August 22, 2002|By Jim Anderson

WASHINGTON -- If you peel away at the Bush administration's policy toward Iraq, you eventually come to the reclusive vice president, Dick Cheney.

He's not the only one there; you'll also find the ubiquitous, indefatigable Richard Perle, head of the Defense Advisory Council, and Paul Wolfowitz, the deputy defense secretary. But Mr. Cheney appears to be the intellectual center of gravity, the head salesman and the focus of the president's attention and respect.

Among his credentials is that he was defense secretary during the 1991 Persian Gulf war against Iraq.

He later became CEO of Halliburton, from which he retired a wealthy man, an almost mandatory qualification for the higher ranks in a business-minded administration.

A closer look at that business background does not inspire confidence in Mr. Cheney's judgment, certainly not in his ability to weigh the risks and benefits in a complicated enterprise. One achievement at Halliburton that he trumpeted was the acquisition of other companies. One such deal, the purchase of Dresser Industries, Inc., has become a minefield of asbestos liability claims and legal costs, enough to potentially drag once-booming Halliburton into bankruptcy.
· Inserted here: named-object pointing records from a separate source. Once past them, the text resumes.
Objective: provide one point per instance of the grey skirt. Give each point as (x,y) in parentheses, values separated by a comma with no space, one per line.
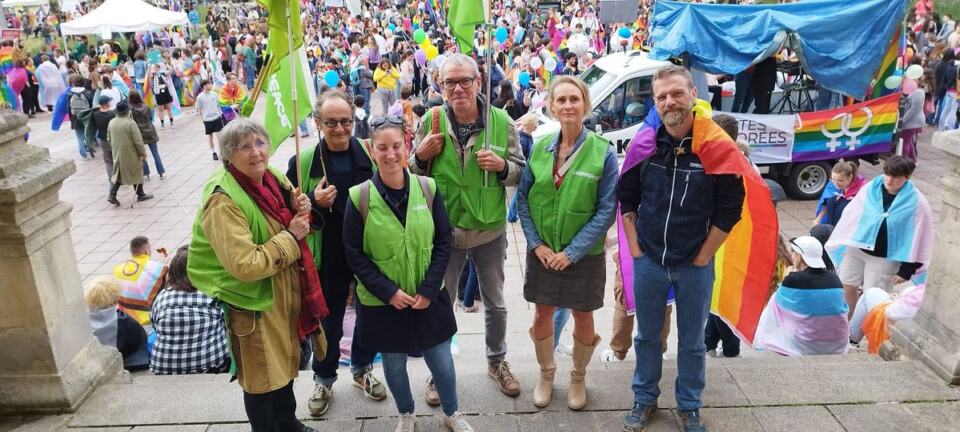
(578,287)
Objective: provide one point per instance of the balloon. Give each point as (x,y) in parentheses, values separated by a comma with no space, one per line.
(914,72)
(909,86)
(892,82)
(524,79)
(431,52)
(550,64)
(332,78)
(501,34)
(419,35)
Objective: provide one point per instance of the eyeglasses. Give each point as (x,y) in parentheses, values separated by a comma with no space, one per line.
(345,123)
(462,82)
(380,121)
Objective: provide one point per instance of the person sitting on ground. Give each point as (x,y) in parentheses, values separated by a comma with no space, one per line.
(140,279)
(191,337)
(112,326)
(807,315)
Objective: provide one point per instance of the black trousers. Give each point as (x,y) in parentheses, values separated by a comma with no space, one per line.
(718,331)
(273,411)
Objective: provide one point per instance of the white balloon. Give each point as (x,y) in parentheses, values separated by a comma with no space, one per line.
(914,72)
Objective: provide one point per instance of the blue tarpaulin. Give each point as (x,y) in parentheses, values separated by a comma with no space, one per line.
(841,42)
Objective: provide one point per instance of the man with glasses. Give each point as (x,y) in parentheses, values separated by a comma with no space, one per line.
(338,162)
(472,178)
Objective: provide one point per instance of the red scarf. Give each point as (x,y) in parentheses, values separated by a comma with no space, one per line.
(268,198)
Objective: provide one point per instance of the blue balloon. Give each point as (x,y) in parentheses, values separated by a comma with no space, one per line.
(501,34)
(332,78)
(524,79)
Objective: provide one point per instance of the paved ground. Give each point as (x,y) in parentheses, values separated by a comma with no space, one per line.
(756,392)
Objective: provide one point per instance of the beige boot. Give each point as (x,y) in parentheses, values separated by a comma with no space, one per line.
(582,354)
(543,392)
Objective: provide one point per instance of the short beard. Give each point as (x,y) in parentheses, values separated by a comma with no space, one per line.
(674,118)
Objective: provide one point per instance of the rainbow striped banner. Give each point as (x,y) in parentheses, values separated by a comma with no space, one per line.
(864,128)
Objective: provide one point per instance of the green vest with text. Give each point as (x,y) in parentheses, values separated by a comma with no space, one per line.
(470,203)
(401,252)
(559,214)
(204,268)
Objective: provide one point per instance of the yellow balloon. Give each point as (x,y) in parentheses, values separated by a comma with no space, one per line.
(431,52)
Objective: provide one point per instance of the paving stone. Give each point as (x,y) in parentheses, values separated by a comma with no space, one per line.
(874,418)
(797,419)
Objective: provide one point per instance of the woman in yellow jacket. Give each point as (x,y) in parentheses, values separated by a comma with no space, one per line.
(387,78)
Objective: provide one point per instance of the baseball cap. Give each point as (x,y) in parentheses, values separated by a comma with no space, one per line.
(810,250)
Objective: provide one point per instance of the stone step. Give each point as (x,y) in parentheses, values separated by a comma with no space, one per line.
(213,399)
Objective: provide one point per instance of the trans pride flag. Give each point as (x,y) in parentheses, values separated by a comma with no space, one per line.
(746,261)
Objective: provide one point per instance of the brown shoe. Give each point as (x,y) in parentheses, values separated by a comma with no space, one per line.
(500,372)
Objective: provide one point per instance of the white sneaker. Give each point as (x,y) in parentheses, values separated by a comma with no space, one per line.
(457,422)
(406,423)
(607,356)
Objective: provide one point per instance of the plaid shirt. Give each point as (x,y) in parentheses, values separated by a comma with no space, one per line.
(191,337)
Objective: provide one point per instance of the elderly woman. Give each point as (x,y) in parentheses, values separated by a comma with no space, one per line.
(567,203)
(248,252)
(400,262)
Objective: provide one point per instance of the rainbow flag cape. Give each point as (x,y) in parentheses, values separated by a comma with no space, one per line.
(745,263)
(863,128)
(141,280)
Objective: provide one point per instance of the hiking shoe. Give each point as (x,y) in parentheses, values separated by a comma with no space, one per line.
(433,398)
(457,422)
(500,372)
(319,401)
(371,386)
(690,421)
(406,423)
(639,417)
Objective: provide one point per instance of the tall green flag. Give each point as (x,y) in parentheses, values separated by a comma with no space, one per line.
(463,18)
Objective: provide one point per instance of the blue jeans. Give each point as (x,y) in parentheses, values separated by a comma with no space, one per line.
(560,318)
(694,287)
(81,141)
(439,361)
(156,161)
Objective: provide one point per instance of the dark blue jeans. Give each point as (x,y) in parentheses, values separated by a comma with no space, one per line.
(694,287)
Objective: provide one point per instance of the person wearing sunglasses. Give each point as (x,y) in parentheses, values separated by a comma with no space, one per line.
(248,251)
(567,202)
(337,163)
(398,240)
(473,159)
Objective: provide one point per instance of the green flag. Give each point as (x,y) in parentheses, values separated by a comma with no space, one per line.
(463,18)
(278,117)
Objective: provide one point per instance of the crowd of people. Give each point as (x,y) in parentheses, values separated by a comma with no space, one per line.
(403,216)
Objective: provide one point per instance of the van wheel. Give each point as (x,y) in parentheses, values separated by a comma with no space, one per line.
(807,180)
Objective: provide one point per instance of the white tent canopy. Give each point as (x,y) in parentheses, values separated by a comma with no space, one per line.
(121,16)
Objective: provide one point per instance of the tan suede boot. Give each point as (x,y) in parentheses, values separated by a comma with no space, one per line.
(582,354)
(543,392)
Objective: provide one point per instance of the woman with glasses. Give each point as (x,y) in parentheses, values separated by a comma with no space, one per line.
(398,240)
(337,163)
(567,203)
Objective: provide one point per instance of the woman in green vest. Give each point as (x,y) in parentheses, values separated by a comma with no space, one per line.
(567,203)
(248,252)
(398,239)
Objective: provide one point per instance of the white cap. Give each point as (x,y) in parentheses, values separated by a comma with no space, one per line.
(810,250)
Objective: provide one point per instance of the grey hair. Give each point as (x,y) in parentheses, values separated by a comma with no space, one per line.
(460,59)
(235,132)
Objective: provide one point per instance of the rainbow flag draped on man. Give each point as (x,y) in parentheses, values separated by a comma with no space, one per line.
(746,261)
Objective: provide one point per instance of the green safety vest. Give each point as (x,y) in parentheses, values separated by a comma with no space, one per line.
(471,204)
(204,268)
(305,164)
(559,214)
(401,252)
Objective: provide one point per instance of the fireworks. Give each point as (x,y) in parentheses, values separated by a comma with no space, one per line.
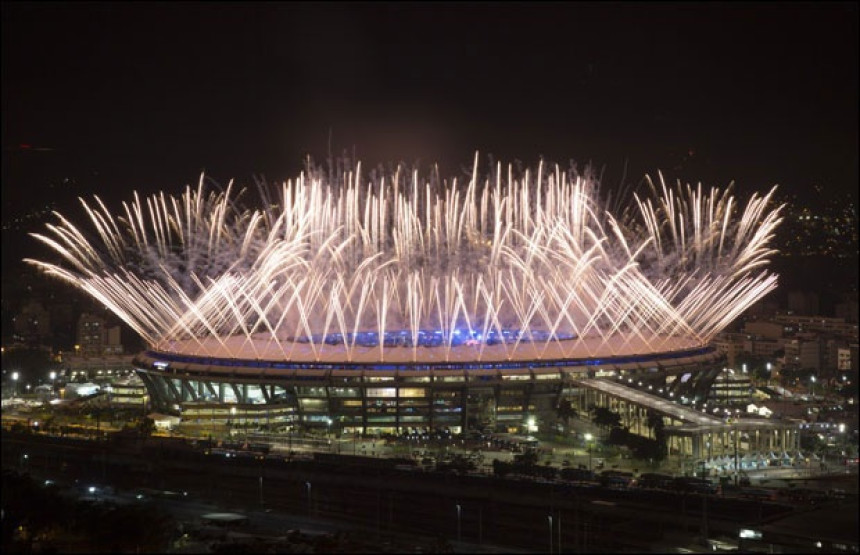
(403,269)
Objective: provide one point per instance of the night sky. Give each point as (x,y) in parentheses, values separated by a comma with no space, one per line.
(110,98)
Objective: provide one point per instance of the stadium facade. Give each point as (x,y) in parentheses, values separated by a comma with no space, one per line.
(520,396)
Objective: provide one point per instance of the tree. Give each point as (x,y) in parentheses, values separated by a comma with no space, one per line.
(655,423)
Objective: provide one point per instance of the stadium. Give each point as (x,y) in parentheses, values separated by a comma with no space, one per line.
(397,302)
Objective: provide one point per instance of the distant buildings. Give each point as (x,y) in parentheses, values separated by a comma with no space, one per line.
(96,338)
(826,345)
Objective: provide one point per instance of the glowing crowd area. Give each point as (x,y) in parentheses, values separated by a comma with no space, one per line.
(335,270)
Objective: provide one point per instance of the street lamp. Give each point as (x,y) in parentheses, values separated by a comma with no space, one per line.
(459,511)
(549,519)
(588,438)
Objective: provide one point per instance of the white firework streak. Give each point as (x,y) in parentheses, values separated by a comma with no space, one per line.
(390,269)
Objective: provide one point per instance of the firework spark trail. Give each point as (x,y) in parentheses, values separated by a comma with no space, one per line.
(345,268)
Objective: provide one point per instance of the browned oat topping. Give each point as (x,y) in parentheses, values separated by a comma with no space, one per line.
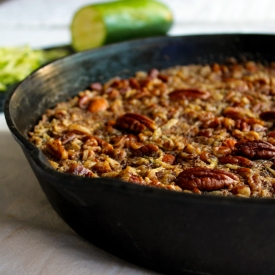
(206,129)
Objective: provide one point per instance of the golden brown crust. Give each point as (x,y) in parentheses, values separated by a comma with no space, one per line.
(206,129)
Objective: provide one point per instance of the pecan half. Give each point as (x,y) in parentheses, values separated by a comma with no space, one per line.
(168,158)
(190,93)
(238,160)
(135,123)
(146,150)
(255,149)
(96,86)
(98,105)
(80,170)
(205,179)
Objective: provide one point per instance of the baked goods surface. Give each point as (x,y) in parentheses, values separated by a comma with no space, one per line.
(204,129)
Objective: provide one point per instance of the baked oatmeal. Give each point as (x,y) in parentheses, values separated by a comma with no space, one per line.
(205,129)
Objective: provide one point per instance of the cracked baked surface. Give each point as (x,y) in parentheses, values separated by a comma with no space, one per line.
(205,129)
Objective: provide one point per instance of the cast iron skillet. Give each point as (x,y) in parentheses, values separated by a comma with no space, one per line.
(170,232)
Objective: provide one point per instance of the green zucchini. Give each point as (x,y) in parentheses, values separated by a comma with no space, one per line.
(109,22)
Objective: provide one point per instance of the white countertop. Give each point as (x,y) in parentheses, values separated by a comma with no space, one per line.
(33,239)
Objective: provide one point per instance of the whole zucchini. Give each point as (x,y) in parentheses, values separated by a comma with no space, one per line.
(104,23)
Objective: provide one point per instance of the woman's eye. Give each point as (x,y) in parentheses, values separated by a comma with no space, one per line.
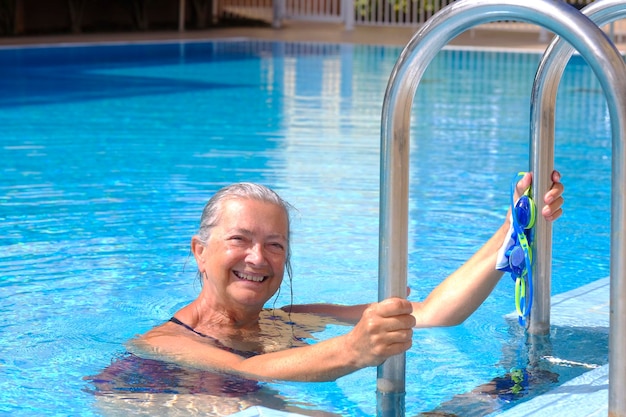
(277,246)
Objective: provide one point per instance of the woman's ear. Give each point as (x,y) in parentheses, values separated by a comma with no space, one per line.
(197,248)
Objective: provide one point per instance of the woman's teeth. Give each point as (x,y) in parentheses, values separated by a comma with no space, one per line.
(255,278)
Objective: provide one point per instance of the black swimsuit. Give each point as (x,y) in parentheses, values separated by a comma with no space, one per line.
(245,354)
(129,373)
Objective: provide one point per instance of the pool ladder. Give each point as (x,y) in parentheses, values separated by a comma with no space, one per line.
(601,55)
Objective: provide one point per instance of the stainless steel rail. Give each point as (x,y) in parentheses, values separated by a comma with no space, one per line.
(442,27)
(543,104)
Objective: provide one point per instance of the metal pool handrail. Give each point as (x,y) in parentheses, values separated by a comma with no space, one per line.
(543,103)
(442,27)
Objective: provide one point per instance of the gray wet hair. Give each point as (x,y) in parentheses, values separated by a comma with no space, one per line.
(242,191)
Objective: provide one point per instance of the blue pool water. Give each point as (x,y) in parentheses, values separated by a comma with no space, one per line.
(110,152)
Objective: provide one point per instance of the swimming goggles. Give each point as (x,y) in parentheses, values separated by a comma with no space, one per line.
(518,255)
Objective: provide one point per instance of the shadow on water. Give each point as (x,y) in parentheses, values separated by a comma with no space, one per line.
(537,364)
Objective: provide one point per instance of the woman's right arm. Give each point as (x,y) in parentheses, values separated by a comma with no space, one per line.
(385,329)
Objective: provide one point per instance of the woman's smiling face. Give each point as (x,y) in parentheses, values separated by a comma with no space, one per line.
(244,258)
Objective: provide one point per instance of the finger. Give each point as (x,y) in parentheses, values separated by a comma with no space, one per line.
(523,184)
(554,210)
(394,306)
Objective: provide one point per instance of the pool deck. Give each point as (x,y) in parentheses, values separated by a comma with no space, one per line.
(480,37)
(586,395)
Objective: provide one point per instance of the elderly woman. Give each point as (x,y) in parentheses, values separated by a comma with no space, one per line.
(242,253)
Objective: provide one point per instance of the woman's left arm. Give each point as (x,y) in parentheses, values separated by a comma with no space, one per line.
(459,295)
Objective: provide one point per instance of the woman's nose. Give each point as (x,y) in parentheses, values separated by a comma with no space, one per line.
(255,254)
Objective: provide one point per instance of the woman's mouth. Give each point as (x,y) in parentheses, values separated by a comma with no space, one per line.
(248,277)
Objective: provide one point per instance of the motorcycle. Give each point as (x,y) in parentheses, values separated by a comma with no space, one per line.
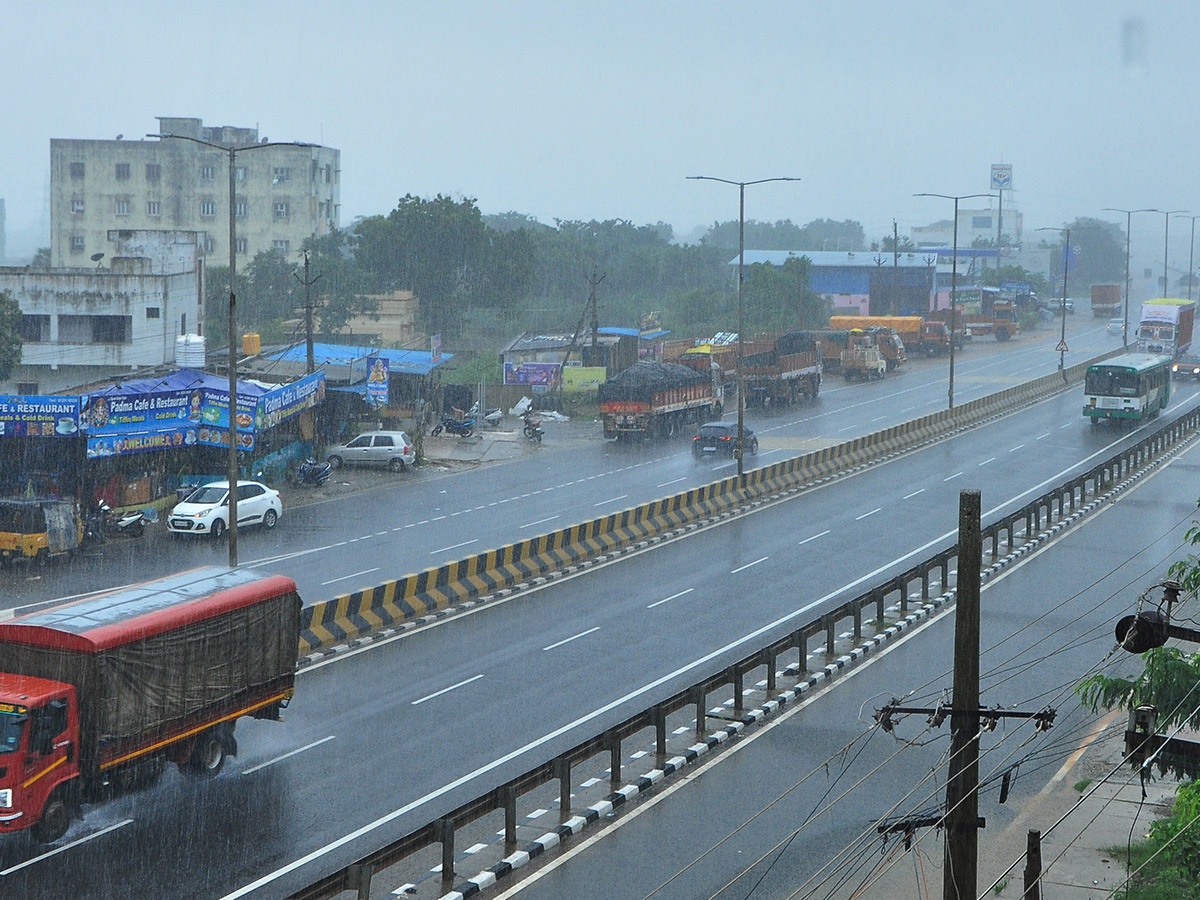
(491,418)
(310,473)
(463,427)
(532,430)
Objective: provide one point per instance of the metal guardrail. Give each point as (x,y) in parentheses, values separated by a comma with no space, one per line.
(1056,504)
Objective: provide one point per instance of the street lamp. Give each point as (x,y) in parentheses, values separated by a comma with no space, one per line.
(954,271)
(1167,232)
(1062,312)
(233,319)
(1125,306)
(742,244)
(1192,253)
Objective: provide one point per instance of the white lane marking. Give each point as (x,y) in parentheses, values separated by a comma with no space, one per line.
(447,690)
(611,499)
(293,753)
(669,599)
(455,546)
(12,869)
(573,637)
(540,521)
(333,581)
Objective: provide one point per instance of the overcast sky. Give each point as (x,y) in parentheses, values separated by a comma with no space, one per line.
(600,109)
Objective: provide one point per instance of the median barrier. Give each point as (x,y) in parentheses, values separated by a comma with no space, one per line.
(419,595)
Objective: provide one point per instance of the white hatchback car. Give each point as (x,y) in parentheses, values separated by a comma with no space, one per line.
(207,509)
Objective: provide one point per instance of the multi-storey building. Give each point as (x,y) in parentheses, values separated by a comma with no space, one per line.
(282,193)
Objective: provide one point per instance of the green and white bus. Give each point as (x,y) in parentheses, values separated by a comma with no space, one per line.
(1128,388)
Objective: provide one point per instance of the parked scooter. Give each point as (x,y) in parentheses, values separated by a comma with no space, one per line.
(310,473)
(532,430)
(463,427)
(491,418)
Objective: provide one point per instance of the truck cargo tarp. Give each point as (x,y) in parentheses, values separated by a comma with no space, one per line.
(642,379)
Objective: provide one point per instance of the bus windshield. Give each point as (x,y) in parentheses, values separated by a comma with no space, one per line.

Lawyers who have looked into the records of the Halliburton takeover of Dresser have found warning signs about the transaction that Mr. Cheney apparently didn't see or chose to ignore. In business terms, he didn't exercise due diligence. This sort of sloppiness appears to have carried over into his second political incarnation. Just as Mr. Cheney didn't do his homework at Halliburton, he hasn't done his research on Iraq.

Doubts about the validity of the Iraq policy pushed by Mr. Cheney and others -- a lack of due diligence -- have been openly expressed by Henry Kissinger and Brent Scowcroft, respected Republican elders. Mr. Kissinger was secretary of state to Presidents Richard M. Nixon and Gerald R. Ford. Mr. Scowcroft was national security adviser to the first President George Bush.

As Mr. Kissinger used to lecture reporters who were sentenced to fly around the world with him: What are the consequences of a given policy even if it succeeds? Will it alienate Moscow, Berlin, London? Or Congress? What are the alternatives?

Earlier this year, Mr. Cheney traveled around the Middle East, assigned to line up support from the Arab world for what he presented apparently as a foregone administration decision to launch a military assault on Iraq. He was surprised but not deterred by the unanimous opposition of Arab moderates to such an operation (King Abdullah II of Jordan, no puppet of Saddam Hussein, called the idea "ludicrous.")

The Europeans -- with the possible exception of Britain's Tony Blair -- lined up in solid opposition to the administration's Iraqi campaign. It has become a major issue of contention between the United States and German Chancellor Gerhard Schroeder. Back home, the military leadership at the Pentagon either expressed opposition or else made such extravagant demands in manpower and equipment for an operation against Iraq that it amounted to opposition.

It would appear that the administration has not examined the downside of its policy in the same way that executives of the Cheney era at Halliburton assumed that mergers will always work out somehow.

It is clear that a solo U.S. military campaign against Iraq -- without the help of countries such as Jordan or Saudi Arabia, without the support of the European allies, without the backing of the United Nations, without a united Iraqi opposition -- could not work.

It should also be clear that such an operation would be a hugely expensive one in terms of lives and money, not to mention triggering a global oil crisis.

Jim Anderson is a Washington correspondent who has covered foreign affairs for 35 years, including travels with Henry Kissinger.